A toi de voir de quel côté penche la balance dans ton cas :)
Quoi qu'il arrive, nous serons là.
La colère est souvent à double tranchant,
elle redonne du peps pour aider à tenir bon,
mais ce n'est pas une solution durable, elle épuise tout comme la peur...
Pour le pardon je ne sais pas,
le temps m'apporte beaucoup de recul sur tout ça,
Aujourd'hui je vis avec, c'est une part de ma vie, mon histoire,
celle qui fait qui je suis aujourd'hui...
Alors je ne sais pas si je suis arrivé au pardon,
ce mot me chiffonne encore,
je suis dans l'acceptation je dirais plutôt,
c'est déjà beaucoup!
Je ne pardonne pas à ces personnes d'avoir trahi l'enfant, puis l'ado...
Mais je n'arrive plus à éprouver de colère non plus.
Je te souhaite d'arriver là aussi, car je pense que la colère comme la peur empêchent de vivre,
de se reconstruire.
Je te souhaite de trouver bientôt l'apaisement,
le mot confrontation lui à mes yeux n'a rien d'apaisant...
Se créer une bulle de bonheur, l'entretenir chaque jour de la vie,
ça c'est apaisant...
Il y a plein de moyen pour ça, à Toi de trouver les tiens, ceux qui te conviennent...

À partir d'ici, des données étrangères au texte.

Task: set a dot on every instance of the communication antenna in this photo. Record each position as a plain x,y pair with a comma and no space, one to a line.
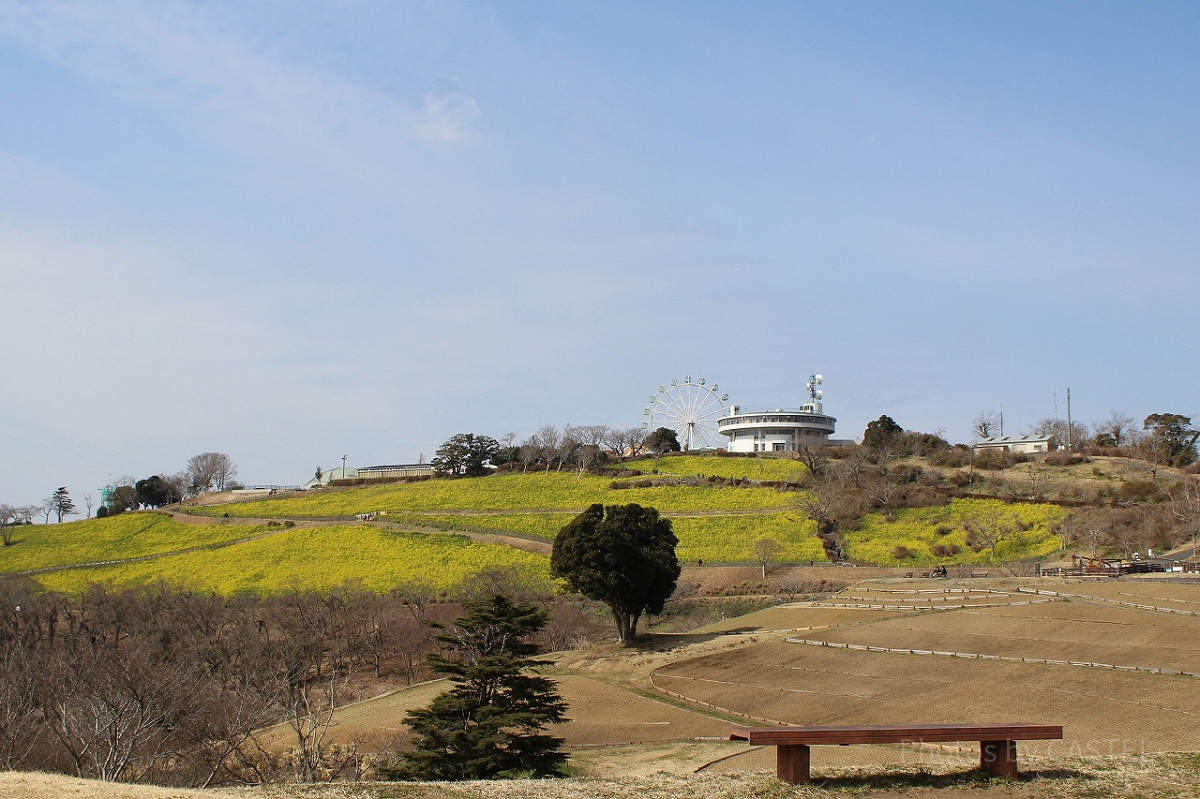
814,382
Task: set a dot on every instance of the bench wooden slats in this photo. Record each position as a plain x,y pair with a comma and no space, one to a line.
997,743
893,733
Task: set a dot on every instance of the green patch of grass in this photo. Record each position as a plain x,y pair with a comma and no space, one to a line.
731,539
921,530
316,558
126,535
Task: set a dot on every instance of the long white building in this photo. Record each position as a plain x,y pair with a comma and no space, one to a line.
780,430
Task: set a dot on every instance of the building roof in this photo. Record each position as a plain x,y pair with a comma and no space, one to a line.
1013,439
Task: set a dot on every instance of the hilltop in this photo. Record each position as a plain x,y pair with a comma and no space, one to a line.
909,512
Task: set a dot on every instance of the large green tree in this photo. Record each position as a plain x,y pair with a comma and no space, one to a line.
1175,436
490,722
466,454
881,432
622,556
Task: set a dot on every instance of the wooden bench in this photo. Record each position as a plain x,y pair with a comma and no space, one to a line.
997,743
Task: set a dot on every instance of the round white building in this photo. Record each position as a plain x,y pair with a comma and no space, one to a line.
779,431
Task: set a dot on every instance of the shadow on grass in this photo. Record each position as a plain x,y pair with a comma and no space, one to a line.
921,779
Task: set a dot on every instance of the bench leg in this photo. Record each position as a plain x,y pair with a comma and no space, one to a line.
999,757
792,763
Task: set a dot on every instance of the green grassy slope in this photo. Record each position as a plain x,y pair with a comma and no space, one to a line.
714,522
504,492
129,535
317,558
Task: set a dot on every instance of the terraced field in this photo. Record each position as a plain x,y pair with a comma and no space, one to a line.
555,491
317,558
919,532
129,535
1067,631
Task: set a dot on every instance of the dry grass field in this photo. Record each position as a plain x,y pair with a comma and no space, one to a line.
649,721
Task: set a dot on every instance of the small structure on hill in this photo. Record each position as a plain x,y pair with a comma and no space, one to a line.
1026,444
372,473
779,431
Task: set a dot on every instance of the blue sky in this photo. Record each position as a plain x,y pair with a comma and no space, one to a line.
293,230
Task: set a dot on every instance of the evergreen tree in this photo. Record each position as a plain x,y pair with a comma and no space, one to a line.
622,556
489,724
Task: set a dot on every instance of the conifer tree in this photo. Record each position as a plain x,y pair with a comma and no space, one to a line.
490,722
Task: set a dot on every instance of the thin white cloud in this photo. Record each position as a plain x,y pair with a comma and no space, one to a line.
447,116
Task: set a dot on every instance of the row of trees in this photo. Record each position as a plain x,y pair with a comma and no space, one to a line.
575,446
171,686
204,472
59,504
1164,438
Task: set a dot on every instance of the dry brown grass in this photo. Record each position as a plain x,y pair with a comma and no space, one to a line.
1151,776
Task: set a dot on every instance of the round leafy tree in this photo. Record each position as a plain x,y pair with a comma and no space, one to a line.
490,724
622,556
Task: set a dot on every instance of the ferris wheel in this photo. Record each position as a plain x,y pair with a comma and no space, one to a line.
690,408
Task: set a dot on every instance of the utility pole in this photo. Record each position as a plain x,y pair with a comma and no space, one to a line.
1071,442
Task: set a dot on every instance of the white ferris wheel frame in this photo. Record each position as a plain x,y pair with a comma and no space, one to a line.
690,408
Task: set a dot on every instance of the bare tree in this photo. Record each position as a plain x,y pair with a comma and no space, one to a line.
985,425
21,731
990,533
209,470
1077,433
1117,427
550,444
815,458
7,524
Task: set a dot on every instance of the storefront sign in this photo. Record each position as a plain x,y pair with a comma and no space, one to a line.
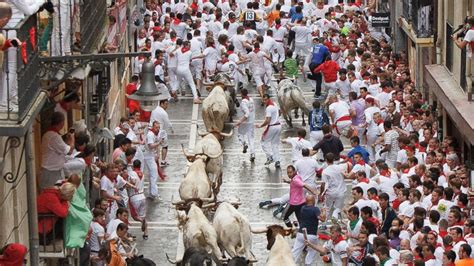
381,20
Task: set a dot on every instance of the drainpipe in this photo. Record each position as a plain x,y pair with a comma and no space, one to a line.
31,199
439,30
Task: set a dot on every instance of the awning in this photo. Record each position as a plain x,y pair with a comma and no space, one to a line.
452,98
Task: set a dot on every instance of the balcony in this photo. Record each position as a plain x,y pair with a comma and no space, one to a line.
418,20
20,86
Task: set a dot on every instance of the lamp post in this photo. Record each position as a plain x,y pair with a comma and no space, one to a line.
148,94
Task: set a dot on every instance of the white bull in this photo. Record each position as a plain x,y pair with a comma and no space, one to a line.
218,107
233,231
280,251
196,184
197,233
290,97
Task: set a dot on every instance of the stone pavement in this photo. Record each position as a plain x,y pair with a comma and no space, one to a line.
250,182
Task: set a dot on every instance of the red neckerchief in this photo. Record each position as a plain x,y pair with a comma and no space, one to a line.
427,258
53,129
385,173
63,105
139,173
339,239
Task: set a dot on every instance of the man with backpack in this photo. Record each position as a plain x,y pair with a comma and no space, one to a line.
317,118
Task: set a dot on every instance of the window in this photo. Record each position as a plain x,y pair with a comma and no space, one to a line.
449,47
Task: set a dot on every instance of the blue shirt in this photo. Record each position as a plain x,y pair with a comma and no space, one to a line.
358,148
319,54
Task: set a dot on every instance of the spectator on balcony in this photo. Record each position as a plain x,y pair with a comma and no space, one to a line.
53,200
13,254
61,35
54,151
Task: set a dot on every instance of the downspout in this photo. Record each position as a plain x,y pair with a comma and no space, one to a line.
440,30
31,199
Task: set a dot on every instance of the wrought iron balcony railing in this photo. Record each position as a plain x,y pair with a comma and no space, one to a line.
420,14
20,80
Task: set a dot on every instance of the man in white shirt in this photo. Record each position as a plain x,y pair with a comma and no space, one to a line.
339,112
54,151
246,124
271,135
121,217
333,185
298,143
153,141
159,114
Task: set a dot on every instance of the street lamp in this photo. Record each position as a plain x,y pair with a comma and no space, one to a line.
148,94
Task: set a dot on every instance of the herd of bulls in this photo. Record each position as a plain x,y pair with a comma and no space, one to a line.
228,239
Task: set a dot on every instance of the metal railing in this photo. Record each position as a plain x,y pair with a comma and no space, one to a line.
420,14
92,14
21,68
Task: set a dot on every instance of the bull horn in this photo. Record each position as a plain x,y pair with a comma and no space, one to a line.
208,84
178,202
211,199
210,205
216,156
188,155
202,134
258,230
170,260
226,135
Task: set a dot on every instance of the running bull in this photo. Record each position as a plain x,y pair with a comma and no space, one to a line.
280,251
233,232
218,107
290,97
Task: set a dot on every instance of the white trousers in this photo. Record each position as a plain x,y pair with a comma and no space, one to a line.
271,143
246,135
152,168
299,245
336,202
279,56
61,35
371,138
316,136
183,72
173,79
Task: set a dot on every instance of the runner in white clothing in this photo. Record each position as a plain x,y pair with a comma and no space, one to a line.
339,112
271,135
245,124
333,185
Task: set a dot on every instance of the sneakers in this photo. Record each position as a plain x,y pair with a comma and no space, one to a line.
264,203
269,161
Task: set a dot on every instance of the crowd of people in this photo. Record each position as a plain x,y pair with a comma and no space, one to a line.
410,190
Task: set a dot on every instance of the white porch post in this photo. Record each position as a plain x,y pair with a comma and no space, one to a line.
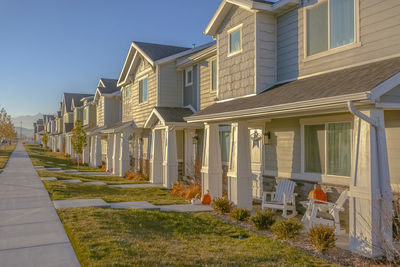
110,150
370,195
211,171
190,160
97,151
239,172
156,160
124,154
170,163
86,149
116,147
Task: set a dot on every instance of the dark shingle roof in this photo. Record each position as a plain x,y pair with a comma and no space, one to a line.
77,98
174,114
343,82
110,86
159,51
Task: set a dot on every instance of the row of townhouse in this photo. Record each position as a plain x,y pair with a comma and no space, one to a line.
303,90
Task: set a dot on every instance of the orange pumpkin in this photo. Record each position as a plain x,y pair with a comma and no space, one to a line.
206,199
318,194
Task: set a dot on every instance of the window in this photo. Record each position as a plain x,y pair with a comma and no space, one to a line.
214,75
327,148
189,76
330,24
235,40
143,90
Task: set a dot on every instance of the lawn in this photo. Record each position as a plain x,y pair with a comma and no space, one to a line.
156,195
5,153
106,237
48,159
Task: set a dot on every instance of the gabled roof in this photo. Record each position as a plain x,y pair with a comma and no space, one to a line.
251,5
150,52
355,83
68,97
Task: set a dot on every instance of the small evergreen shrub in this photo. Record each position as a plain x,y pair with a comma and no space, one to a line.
221,205
287,229
240,214
263,220
322,237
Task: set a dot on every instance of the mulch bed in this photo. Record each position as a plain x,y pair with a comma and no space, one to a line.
302,242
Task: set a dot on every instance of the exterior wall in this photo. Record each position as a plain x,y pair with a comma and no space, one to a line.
379,35
207,97
392,123
236,73
171,86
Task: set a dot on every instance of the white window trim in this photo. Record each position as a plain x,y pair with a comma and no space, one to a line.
326,178
238,27
141,79
355,44
210,63
187,70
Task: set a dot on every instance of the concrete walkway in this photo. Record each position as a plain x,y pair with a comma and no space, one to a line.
31,233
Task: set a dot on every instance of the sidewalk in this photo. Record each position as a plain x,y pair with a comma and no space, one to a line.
31,234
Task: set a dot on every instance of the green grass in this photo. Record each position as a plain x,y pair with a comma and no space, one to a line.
5,153
155,195
43,157
106,237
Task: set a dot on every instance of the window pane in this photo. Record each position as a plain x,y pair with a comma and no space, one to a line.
317,29
234,39
224,141
342,22
214,74
339,150
314,147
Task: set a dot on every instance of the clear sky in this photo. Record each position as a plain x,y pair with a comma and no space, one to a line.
48,47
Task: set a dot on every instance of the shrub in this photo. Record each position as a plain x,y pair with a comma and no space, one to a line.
287,229
240,214
263,220
322,237
221,205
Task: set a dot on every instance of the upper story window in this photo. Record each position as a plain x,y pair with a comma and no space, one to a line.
189,76
143,90
235,40
214,74
330,24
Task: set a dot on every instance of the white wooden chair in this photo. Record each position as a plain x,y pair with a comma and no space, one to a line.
282,199
314,206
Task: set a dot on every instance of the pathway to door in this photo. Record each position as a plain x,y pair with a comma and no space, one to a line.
31,233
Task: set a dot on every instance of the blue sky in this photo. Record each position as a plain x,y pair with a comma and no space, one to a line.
52,46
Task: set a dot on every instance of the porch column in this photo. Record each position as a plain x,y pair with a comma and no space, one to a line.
156,158
124,154
85,151
97,151
110,150
239,172
116,150
370,195
211,171
170,163
190,161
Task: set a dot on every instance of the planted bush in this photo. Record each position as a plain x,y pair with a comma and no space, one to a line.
221,205
287,229
322,237
240,214
263,220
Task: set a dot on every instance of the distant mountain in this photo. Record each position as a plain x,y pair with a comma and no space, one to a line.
27,120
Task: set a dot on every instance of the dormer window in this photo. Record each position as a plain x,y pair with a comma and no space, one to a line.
235,40
330,24
189,76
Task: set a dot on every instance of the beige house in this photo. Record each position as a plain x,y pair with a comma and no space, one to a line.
312,98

Sophrologie, méditation, activitée physique même douce comme de la marche,
avoir un animal de compagnie pour renouer avec l'Amour inconditionnel qu'il apporte, les instants caresses et calins avec lui,
les balades...
Un bon livre permet de s'évader , voyager,
tout comme un bon film...
les activitées qui occupent l'esprit, qui obligent à rester concentré,
comme nombre de travaux manuels, dessins, mandalas,couture, tricot, vanerie artisanale, jardinage, photos...
Pour ma part j'ai des dizaines de milliers de photos qui me rapellent que ce monde est aussi plein de belles choses, de beaux endroits, de belles personnes aussi parfois...
Quand je pars en rando je me focalise que sur ça, le beau qui est partout dans plein de détails qui nous échappent au quotidiens, je le fige, l'immortalise dans un ou plusieurs clichés qui me permettrons de revenirs dessus aussi souvent que j'en aurais envie ou besoin :)
Je te souhaite de trouver tes clés vers l'apaisement 8)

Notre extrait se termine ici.